I want to wake up to a soft sunlight and crisp breeze, sit on the patio to sip some milk and honey tea, write letters to those close to my heart. I want to dance in rain showers and clap along with the thunder. 

If I’m defined to an indefinite timeline for a lifetime, why don’t I enjoy it spending every brief breath palpable enough to breathe life into an army? 

A crisis doesn’t have to be a perilous journey; it instead can — and also is — an emotionally significant event or or radical change in a person’s life or attitude. A radical change. Radicalism. It’s so subjective, but that’s what makes radicalism so magnificent. It’s changing the fundamental nature of a thought, feeling, idea, construct. 

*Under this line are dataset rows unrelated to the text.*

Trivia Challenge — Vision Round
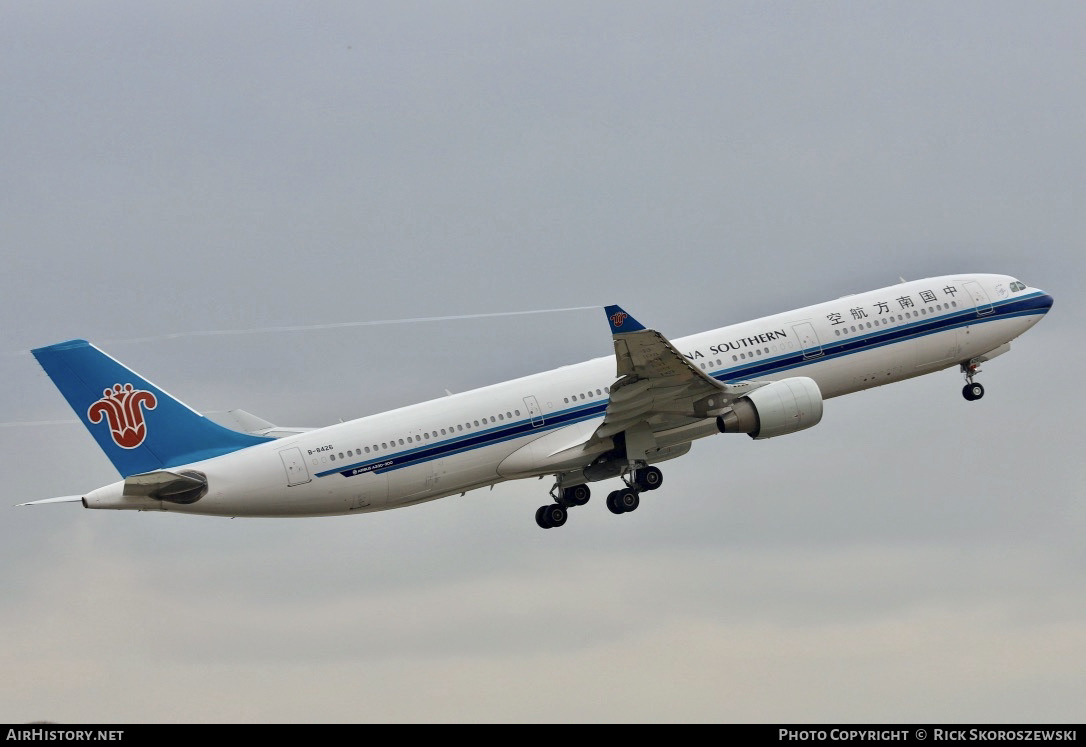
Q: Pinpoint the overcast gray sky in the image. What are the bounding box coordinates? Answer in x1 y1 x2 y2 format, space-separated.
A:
0 0 1086 723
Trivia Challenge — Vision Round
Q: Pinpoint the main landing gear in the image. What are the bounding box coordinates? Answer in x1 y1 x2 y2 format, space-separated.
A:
961 358 984 402
535 467 664 529
535 485 592 529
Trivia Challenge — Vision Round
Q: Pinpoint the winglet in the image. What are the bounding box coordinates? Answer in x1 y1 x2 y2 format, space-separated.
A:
604 306 645 334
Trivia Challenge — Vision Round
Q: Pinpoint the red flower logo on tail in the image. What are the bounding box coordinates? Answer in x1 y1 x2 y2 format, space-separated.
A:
87 384 159 448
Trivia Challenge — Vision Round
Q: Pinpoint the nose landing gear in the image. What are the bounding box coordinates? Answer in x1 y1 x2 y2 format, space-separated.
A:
961 358 984 402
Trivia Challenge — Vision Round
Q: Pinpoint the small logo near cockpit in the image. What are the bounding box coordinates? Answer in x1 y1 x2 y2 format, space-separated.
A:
87 384 159 448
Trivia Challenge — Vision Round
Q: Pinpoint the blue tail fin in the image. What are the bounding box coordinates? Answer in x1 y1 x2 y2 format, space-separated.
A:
30 340 272 478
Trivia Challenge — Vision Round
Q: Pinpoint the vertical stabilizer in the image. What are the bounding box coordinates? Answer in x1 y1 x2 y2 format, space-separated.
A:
30 340 270 478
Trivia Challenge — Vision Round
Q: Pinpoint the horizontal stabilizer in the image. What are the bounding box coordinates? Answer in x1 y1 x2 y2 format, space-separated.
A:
123 469 207 504
207 409 313 439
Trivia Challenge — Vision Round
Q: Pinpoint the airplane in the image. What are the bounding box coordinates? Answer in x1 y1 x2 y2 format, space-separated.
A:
18 274 1052 529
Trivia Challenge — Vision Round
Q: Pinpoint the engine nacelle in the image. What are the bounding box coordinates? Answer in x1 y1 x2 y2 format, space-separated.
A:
717 376 822 439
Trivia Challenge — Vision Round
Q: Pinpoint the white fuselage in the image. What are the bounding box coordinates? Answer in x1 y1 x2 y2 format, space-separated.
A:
84 275 1051 517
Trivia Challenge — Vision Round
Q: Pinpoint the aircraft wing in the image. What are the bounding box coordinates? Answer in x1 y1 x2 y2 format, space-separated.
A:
592 306 763 447
15 495 83 508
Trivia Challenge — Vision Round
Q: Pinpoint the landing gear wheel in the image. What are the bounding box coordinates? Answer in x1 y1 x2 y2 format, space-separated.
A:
630 467 664 490
561 485 592 506
607 488 641 514
615 490 641 514
543 503 568 528
535 503 568 529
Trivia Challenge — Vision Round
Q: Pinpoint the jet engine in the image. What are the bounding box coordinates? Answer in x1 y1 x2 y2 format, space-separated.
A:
717 376 822 439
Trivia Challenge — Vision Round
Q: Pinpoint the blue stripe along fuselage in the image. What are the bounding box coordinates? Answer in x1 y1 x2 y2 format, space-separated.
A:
316 292 1052 478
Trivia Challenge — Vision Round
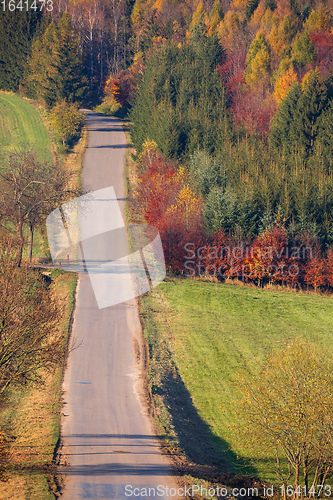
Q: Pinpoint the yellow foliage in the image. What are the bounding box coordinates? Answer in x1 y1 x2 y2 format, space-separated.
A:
138 139 159 164
301 68 322 91
189 2 208 33
274 68 297 103
166 185 202 229
245 49 271 85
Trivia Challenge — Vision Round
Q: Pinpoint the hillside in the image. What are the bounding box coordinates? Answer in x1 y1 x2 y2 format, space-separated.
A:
0 92 53 162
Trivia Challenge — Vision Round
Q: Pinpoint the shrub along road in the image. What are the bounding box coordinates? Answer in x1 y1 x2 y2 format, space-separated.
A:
61 112 173 500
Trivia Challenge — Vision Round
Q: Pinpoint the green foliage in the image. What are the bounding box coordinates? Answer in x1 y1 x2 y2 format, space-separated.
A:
50 101 84 145
142 280 333 484
0 92 53 162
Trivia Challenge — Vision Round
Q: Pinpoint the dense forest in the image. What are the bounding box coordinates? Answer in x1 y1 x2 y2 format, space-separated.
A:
0 0 333 286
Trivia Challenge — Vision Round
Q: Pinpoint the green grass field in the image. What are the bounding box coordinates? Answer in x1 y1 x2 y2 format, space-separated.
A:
0 92 53 162
141 279 333 483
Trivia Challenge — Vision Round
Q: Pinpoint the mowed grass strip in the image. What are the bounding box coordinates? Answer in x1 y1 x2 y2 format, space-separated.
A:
0 270 77 500
142 278 333 483
0 92 53 162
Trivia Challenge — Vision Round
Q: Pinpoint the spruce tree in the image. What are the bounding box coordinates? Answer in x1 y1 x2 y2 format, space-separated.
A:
0 2 43 91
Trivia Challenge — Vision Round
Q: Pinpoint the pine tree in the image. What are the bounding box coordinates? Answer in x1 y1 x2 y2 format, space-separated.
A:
44 13 88 108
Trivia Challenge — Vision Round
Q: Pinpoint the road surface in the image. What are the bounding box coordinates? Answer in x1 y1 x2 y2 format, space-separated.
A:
61 112 178 500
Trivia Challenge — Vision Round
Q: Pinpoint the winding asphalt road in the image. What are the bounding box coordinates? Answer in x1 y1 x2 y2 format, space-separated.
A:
61 112 176 500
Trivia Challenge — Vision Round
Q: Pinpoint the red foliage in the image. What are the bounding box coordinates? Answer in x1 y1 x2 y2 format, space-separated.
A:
310 32 333 78
325 248 333 288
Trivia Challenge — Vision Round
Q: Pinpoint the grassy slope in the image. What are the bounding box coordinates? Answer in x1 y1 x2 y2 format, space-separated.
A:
0 92 53 162
141 279 333 482
0 92 83 500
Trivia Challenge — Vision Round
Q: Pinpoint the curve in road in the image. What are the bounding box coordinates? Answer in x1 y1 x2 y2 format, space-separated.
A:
61 112 176 500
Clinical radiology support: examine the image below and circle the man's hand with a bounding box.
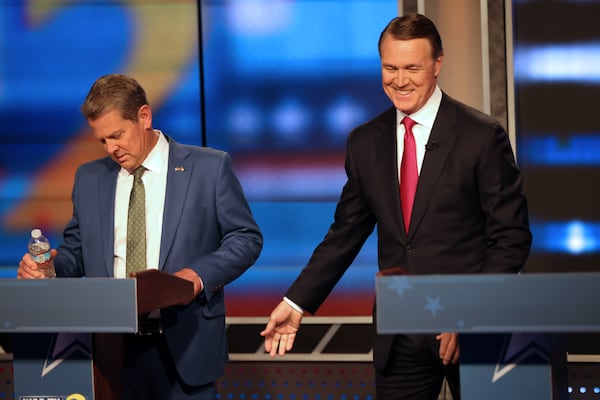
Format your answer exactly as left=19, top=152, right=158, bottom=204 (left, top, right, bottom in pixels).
left=260, top=301, right=302, bottom=357
left=173, top=268, right=204, bottom=297
left=435, top=332, right=460, bottom=365
left=17, top=249, right=57, bottom=279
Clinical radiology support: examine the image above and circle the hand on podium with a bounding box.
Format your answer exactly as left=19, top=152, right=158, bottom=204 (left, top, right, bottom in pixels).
left=17, top=249, right=58, bottom=279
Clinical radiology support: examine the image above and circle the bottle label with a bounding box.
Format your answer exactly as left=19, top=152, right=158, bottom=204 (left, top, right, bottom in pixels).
left=31, top=251, right=52, bottom=264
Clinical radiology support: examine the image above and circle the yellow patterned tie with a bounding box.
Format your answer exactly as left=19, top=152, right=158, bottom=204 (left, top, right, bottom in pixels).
left=125, top=166, right=146, bottom=277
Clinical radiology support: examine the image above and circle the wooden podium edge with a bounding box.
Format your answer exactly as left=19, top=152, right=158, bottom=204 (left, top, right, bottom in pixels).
left=92, top=269, right=194, bottom=400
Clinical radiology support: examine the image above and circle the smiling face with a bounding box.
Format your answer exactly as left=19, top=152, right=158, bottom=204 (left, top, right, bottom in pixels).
left=380, top=35, right=443, bottom=115
left=88, top=105, right=158, bottom=172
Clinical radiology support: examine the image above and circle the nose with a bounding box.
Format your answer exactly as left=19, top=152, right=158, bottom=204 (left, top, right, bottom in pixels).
left=104, top=141, right=119, bottom=155
left=395, top=68, right=409, bottom=86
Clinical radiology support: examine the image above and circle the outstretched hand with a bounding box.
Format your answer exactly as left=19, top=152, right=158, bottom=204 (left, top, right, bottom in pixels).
left=260, top=301, right=302, bottom=357
left=435, top=332, right=460, bottom=365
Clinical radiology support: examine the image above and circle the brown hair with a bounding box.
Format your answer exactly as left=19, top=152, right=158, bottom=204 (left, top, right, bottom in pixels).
left=378, top=14, right=444, bottom=60
left=81, top=74, right=148, bottom=122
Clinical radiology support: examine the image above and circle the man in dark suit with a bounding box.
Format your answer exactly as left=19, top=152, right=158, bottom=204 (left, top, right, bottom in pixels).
left=18, top=75, right=262, bottom=400
left=261, top=14, right=531, bottom=400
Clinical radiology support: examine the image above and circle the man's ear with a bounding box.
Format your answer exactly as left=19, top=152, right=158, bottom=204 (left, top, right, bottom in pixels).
left=138, top=104, right=152, bottom=129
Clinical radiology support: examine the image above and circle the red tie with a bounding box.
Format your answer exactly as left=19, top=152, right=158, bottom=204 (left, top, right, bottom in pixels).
left=400, top=117, right=419, bottom=233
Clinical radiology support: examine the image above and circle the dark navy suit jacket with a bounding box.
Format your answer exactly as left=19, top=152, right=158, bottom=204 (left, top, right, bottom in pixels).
left=54, top=138, right=262, bottom=385
left=286, top=93, right=531, bottom=369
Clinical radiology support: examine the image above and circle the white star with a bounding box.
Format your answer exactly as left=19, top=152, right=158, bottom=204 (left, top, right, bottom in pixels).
left=42, top=333, right=92, bottom=377
left=424, top=296, right=444, bottom=317
left=388, top=276, right=413, bottom=297
left=492, top=333, right=551, bottom=382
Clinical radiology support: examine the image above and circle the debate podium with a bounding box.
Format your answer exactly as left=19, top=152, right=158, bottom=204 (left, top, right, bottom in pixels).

What if my radical is stepping outside into a thunderstorm and dancing? What if my radical is eating a food I’ve been fearing because my mind has been playing awful tricks on me? What if my radical is breathing another day? 

It’s an awakening. The radical change. You can only be stuck under rubble for so long before you have one choice: let your bones break under the weight — to give up — or dig yourself out for a chance at another day, another breath. 

I’ve had an awakening of my own. For the first time in a long time, I’ve loved every breath I’ve taken. Quite literally, it feels fresh and saturated with something I can’t even name, something I’ve needed my whole life. I’ve woken up to a soft sunlight and a crisp breeze, and awake enough to walk outside and revel in it. I’ve felt ridiculously and inescapably radical. 

I’ve swum in clouds, floated through grass and walked on water. Leaves are my beds and bed sheets are my capes. Inescapably radical. Existentially alive.